Não podemos negar que, para
compreendermos esse mundo de informações, conceitos, fatos e tecnologias que se
forma a nossa volta, e muda a todo o momento e principalmente, entender como
isso interfere ou não, em nossa vida, é necessário que tenhamos uma base de
conhecimento sobre ciência e tecnologia, ou seja, é necessário que sejamos
Alfabetizados em Ciências.
A alfabetização, em especial a
científica, é marcada nos últimos anos pela autonomia discutida como uma
possibilidade para a inclusão social. Grandes teóricos tiveram uma forte
influência desta ideia com o objetivo de contribuir e promover reflexões que
envolvem os saberes científicos. Esta alfabetização pode se apresentar no
cenário escolar, com o objetivo de contribuir para a compreensão de
conhecimentos, procedimentos e valores que permitam aos estudantes tomar
decisões e perceber tanto as muitas utilidades da ciência e suas aplicações na
melhoria da qualidade de vida, quanto às limitações e consequências negativas
de seu desenvolvimento. A alfabetização científica pode e deve ser compreendida
ainda como atitudes educativas, a partir da formação do indivíduo e da cultura
cidadã das coletividades, valorizando a cultura de grupo.
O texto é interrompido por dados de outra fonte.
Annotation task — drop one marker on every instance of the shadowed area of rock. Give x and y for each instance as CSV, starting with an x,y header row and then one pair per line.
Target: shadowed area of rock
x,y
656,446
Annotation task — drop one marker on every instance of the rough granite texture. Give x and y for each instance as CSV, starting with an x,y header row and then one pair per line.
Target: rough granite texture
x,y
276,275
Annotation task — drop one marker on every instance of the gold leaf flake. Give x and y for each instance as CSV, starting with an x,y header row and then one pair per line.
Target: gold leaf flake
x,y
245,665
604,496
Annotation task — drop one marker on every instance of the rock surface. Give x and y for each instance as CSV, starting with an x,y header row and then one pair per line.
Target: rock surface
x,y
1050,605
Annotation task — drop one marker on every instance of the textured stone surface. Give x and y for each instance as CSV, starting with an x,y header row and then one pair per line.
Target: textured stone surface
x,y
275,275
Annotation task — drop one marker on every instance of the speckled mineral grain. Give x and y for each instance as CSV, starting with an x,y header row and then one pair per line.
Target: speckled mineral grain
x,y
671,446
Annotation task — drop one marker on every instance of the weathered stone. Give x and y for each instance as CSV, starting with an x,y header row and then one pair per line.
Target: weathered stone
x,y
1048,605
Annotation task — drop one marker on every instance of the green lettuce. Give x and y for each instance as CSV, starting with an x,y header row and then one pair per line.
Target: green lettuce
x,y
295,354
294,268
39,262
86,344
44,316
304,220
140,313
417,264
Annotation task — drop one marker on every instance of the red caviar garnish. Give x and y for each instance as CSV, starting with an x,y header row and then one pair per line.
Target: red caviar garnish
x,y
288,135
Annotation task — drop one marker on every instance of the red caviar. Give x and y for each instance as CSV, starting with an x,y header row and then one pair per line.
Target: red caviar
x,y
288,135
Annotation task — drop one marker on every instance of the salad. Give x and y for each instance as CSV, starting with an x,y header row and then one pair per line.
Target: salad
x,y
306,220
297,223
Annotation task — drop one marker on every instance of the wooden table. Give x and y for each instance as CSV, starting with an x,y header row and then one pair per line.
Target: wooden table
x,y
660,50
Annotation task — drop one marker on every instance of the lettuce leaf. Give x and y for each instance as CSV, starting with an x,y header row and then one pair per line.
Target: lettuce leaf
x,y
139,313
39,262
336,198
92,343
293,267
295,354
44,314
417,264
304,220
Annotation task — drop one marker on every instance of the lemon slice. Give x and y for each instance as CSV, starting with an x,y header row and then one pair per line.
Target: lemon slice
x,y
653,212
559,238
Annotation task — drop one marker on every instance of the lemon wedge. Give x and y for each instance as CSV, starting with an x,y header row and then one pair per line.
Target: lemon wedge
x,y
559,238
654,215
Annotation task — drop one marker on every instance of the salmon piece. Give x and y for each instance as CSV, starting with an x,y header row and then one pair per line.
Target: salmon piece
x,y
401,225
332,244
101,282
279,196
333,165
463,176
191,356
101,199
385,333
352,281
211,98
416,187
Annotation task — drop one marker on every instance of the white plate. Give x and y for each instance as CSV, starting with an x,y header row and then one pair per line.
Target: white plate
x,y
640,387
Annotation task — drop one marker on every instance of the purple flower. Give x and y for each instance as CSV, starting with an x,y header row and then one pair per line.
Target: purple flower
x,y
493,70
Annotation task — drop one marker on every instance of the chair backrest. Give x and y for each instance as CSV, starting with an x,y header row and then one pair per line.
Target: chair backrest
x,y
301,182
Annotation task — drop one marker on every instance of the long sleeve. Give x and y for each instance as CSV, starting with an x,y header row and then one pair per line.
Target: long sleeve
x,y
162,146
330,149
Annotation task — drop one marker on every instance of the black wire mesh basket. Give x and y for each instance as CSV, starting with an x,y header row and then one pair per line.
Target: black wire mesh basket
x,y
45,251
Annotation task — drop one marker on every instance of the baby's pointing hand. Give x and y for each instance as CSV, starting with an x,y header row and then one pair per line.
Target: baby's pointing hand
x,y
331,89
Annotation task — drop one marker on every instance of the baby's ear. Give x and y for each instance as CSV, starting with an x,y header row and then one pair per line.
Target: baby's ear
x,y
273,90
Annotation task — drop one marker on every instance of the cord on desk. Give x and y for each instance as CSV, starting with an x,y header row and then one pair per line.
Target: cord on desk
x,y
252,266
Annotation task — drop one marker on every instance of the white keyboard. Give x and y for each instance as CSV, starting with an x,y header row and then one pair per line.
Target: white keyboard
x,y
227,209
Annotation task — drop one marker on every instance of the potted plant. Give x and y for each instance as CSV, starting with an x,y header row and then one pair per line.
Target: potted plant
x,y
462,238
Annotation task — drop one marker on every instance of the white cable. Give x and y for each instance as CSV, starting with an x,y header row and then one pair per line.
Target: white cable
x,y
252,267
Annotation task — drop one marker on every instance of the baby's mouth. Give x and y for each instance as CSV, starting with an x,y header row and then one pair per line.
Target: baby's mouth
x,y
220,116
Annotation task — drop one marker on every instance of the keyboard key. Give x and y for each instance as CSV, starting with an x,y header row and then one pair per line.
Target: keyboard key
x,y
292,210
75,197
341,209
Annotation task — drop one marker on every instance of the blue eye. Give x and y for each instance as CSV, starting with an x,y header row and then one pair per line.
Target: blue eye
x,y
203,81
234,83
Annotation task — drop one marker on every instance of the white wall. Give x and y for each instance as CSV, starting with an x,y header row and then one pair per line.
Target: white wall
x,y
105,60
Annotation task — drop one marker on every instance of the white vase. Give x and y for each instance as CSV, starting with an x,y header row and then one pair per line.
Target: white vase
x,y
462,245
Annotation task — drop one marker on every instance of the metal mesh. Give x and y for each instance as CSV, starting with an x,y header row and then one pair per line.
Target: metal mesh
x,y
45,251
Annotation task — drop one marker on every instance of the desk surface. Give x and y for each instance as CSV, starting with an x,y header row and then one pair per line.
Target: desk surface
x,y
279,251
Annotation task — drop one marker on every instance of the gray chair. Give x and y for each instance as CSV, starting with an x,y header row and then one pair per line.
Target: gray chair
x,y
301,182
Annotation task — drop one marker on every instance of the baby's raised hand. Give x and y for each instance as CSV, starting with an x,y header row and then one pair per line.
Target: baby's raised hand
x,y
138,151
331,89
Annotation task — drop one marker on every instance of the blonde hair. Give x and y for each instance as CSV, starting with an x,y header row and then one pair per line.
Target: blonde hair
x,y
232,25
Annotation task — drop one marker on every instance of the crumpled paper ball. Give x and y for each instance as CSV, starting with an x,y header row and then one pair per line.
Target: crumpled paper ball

Nesse aspecto a escola deve procurar
não ser vista pela sociedade, como um local onde os conhecimentos acumulados
são repassados de forma massiva, mas sim, um local onde o aluno encontre
profissionais, que o ajude a transformar as informações recebidas em
conhecimento práticos, capazes de colaborar na sua formação e transformação,
para melhor, do ambiente onde ele está inserido.